[bugfix] fix shared expert dp with hybrid kvcache (#2964)

### What this PR does / why we need it? https://github.com/vllm-project/vllm-ascend/pull/2849 moves the implementation of `shared_expert_dp` to torchair deepseek_modeling. However, the calling of `set_forward_context` with `enforce_eager` and `shared_expert_dp` falls back to the implementation of model_runner_v1.py and set the global attn_metadata as a dictionary. It leads to a RuntimerError when attn_metadata is got from the forward context and used in torchair_deepseek_v2.py. This PR fixes this problem by introducing the transformation of attn_metadata in this file. Note that current E2E testing lacks the case of deepseek with `shared_expert_dp`. We need to add an ST with `shared_expert_dp` in testing workflow. ### Does this PR introduce _any_ user-facing change? No. ### How was this patch tested? e2e vllm serving with `enable_shared_expert_dp: true` passed. - vLLM version: v0.10.2 - vLLM main: de3e53a75b Signed-off-by: linfeng-yuan <1102311262@qq.com>
2025-09-17 20:01:47 +08:00
parent 1f6465c399
commit 8bcc0ccd57
1 changed files with 2 additions and 0 deletions
--- a/vllm_ascend/torchair/models/torchair_deepseek_v2.py
+++ b/vllm_ascend/torchair/models/torchair_deepseek_v2.py
@@ -813,6 +813,8 @@ class TorchairDeepseekV2DecoderLayer(DeepseekV2DecoderLayer):
            residual = get_tp_group().all_gather(residual, 0)

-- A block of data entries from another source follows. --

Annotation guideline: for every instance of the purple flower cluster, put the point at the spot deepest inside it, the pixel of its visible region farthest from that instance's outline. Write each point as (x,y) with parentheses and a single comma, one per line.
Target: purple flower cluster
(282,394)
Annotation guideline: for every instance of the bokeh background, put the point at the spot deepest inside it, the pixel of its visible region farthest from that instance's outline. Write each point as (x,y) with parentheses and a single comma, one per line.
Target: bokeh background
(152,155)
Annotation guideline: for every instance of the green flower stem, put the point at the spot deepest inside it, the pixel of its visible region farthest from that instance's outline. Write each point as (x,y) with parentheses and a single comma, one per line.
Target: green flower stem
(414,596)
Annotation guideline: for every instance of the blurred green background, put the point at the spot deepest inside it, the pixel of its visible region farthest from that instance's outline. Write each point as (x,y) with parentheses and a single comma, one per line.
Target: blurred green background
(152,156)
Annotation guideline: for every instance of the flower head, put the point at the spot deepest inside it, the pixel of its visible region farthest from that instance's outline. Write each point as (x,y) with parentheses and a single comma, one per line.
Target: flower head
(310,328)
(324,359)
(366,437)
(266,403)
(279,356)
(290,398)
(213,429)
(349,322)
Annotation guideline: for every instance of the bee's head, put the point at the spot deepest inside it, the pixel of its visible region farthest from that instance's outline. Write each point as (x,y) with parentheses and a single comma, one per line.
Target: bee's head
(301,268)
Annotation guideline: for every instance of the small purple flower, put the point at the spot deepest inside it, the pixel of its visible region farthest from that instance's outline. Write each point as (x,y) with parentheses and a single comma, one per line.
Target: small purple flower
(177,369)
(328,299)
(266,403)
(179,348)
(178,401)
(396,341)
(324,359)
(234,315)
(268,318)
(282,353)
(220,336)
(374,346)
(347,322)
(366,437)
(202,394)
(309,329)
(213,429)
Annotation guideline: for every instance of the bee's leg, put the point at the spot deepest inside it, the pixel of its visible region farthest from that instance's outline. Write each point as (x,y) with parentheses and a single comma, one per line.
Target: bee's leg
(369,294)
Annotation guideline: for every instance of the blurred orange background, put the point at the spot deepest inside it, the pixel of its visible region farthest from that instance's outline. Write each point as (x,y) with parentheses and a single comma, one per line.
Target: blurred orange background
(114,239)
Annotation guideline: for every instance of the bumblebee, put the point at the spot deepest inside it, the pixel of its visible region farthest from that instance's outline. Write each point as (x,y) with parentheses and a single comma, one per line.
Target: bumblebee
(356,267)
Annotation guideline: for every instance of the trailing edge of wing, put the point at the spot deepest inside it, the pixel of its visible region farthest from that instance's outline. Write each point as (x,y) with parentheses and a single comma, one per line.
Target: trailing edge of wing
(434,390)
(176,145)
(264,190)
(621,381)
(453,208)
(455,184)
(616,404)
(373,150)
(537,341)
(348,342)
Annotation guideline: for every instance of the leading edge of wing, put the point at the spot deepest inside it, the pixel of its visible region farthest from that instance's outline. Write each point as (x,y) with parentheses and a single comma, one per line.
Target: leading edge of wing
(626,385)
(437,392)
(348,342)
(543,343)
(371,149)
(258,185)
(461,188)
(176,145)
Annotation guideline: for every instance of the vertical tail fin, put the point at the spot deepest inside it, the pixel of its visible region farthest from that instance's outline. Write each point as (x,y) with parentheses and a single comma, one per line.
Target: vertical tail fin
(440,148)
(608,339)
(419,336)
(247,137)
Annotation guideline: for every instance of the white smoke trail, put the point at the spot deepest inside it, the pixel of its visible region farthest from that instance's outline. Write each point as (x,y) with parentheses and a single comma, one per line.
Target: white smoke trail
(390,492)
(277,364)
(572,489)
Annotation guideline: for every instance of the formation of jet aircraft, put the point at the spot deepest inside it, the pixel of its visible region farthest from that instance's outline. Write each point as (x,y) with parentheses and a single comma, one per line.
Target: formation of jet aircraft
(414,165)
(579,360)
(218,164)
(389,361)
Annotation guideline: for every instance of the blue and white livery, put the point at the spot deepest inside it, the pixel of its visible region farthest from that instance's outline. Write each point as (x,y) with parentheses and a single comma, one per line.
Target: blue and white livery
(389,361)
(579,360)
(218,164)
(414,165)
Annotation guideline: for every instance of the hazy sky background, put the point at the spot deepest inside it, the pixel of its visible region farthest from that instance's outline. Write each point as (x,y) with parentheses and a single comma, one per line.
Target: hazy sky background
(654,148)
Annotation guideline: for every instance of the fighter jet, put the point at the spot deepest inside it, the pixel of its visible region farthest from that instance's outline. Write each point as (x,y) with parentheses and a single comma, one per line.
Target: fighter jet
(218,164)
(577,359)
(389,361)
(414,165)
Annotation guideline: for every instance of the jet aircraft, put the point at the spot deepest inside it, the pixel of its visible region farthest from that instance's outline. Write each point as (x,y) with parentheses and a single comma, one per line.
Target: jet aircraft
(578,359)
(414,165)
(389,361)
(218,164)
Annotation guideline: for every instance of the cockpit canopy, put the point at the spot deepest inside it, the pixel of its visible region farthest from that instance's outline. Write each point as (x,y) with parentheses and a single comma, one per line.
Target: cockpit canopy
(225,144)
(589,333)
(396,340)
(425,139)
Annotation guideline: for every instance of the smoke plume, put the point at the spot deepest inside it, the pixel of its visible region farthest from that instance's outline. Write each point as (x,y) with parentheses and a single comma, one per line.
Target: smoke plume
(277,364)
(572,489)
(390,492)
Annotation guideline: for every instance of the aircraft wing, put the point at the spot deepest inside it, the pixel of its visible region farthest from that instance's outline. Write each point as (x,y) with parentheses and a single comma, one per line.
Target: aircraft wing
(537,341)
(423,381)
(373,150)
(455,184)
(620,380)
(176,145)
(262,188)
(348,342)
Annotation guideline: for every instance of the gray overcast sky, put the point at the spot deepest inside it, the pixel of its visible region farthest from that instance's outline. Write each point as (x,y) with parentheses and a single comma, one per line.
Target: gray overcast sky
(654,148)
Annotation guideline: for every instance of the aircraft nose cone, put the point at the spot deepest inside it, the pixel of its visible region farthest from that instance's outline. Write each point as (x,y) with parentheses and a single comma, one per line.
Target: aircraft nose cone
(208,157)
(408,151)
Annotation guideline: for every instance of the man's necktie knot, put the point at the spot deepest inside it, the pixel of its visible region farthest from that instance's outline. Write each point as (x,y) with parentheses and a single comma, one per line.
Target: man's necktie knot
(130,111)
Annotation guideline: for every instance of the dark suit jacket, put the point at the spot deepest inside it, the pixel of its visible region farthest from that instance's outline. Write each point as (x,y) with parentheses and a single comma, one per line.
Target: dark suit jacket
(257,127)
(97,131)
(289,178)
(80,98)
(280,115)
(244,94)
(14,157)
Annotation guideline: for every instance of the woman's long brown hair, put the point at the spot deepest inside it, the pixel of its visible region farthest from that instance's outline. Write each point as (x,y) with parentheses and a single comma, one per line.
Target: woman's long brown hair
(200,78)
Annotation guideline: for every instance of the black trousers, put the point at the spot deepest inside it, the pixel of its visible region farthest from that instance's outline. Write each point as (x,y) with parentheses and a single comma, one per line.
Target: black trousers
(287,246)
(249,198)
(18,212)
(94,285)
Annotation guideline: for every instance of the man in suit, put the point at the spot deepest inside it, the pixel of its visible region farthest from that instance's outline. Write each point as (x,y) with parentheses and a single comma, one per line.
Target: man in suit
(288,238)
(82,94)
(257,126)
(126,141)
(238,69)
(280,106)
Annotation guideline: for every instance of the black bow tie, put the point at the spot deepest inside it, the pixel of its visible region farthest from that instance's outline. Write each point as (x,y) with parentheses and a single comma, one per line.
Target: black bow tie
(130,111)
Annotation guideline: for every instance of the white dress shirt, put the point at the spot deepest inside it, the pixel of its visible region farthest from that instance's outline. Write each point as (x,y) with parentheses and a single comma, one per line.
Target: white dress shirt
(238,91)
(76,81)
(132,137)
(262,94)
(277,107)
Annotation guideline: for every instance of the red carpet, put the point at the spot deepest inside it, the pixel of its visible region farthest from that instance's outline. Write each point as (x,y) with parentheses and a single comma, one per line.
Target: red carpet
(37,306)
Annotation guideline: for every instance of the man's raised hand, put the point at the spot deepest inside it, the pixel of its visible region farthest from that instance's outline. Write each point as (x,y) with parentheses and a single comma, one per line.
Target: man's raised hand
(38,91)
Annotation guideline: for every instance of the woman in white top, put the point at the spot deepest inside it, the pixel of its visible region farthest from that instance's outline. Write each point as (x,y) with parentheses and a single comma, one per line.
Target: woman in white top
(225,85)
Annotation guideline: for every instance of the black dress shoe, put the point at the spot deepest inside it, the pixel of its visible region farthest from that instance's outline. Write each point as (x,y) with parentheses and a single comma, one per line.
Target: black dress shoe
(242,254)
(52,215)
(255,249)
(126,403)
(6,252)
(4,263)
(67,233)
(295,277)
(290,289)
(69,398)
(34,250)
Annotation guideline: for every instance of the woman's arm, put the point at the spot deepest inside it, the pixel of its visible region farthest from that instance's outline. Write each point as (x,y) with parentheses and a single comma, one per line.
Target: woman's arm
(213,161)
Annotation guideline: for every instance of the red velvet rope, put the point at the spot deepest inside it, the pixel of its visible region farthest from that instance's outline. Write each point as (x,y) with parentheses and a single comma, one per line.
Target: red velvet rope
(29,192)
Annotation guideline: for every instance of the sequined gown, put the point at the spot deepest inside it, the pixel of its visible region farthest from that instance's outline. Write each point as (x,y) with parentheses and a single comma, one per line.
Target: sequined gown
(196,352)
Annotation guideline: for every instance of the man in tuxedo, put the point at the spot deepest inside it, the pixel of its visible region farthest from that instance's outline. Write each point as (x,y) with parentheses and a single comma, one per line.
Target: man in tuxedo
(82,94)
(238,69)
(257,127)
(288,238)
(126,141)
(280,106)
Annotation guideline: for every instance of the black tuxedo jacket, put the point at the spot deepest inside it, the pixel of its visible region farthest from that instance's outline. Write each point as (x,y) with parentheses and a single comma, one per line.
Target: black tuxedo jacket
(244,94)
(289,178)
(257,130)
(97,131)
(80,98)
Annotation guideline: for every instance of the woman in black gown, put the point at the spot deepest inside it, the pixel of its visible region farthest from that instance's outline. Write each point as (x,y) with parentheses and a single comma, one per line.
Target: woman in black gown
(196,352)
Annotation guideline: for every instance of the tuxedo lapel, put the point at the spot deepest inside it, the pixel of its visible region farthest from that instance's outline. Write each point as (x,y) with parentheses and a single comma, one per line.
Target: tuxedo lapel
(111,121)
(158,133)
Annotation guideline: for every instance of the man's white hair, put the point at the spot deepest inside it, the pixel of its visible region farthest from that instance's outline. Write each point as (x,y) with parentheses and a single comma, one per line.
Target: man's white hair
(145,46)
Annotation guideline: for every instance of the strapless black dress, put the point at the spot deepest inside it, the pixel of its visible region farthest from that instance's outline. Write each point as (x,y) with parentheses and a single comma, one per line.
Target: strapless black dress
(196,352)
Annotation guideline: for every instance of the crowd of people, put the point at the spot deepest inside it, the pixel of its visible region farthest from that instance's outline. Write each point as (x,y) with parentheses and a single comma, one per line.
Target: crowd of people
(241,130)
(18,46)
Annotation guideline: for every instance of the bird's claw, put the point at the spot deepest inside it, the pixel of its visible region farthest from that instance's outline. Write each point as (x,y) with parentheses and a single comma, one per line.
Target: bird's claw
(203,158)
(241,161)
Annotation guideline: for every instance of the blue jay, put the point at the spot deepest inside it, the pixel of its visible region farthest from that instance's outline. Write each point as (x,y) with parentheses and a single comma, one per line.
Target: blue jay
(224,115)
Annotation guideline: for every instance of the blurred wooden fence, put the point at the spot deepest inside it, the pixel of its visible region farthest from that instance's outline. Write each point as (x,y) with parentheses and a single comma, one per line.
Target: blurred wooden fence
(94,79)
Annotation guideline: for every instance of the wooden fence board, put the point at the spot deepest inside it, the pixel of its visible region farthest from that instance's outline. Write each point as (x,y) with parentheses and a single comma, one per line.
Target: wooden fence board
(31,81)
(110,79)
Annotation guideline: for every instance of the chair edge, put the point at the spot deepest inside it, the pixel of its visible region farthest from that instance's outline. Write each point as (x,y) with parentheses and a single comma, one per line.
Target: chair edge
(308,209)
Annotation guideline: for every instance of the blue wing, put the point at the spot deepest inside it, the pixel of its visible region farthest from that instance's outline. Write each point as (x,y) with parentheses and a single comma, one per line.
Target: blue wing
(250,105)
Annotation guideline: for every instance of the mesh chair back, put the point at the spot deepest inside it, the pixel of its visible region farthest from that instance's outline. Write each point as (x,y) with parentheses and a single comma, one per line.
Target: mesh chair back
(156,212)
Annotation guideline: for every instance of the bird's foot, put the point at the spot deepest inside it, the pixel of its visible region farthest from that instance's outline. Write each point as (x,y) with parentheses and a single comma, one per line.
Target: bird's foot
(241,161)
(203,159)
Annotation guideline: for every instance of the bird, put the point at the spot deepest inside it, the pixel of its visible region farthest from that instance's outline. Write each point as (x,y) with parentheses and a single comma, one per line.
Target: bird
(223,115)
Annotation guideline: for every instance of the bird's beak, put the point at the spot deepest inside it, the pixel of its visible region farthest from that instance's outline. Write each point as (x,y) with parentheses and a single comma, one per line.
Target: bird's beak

            attn_metadata = get_forward_context().attn_metadata
+            if attn_metadata is not None and isinstance(attn_metadata, dict):
+                attn_metadata = attn_metadata['model.layers.0.self_attn.attn']
            if attn_metadata is not None:
                num_tokens = attn_metadata.num_actual_tokens
            else: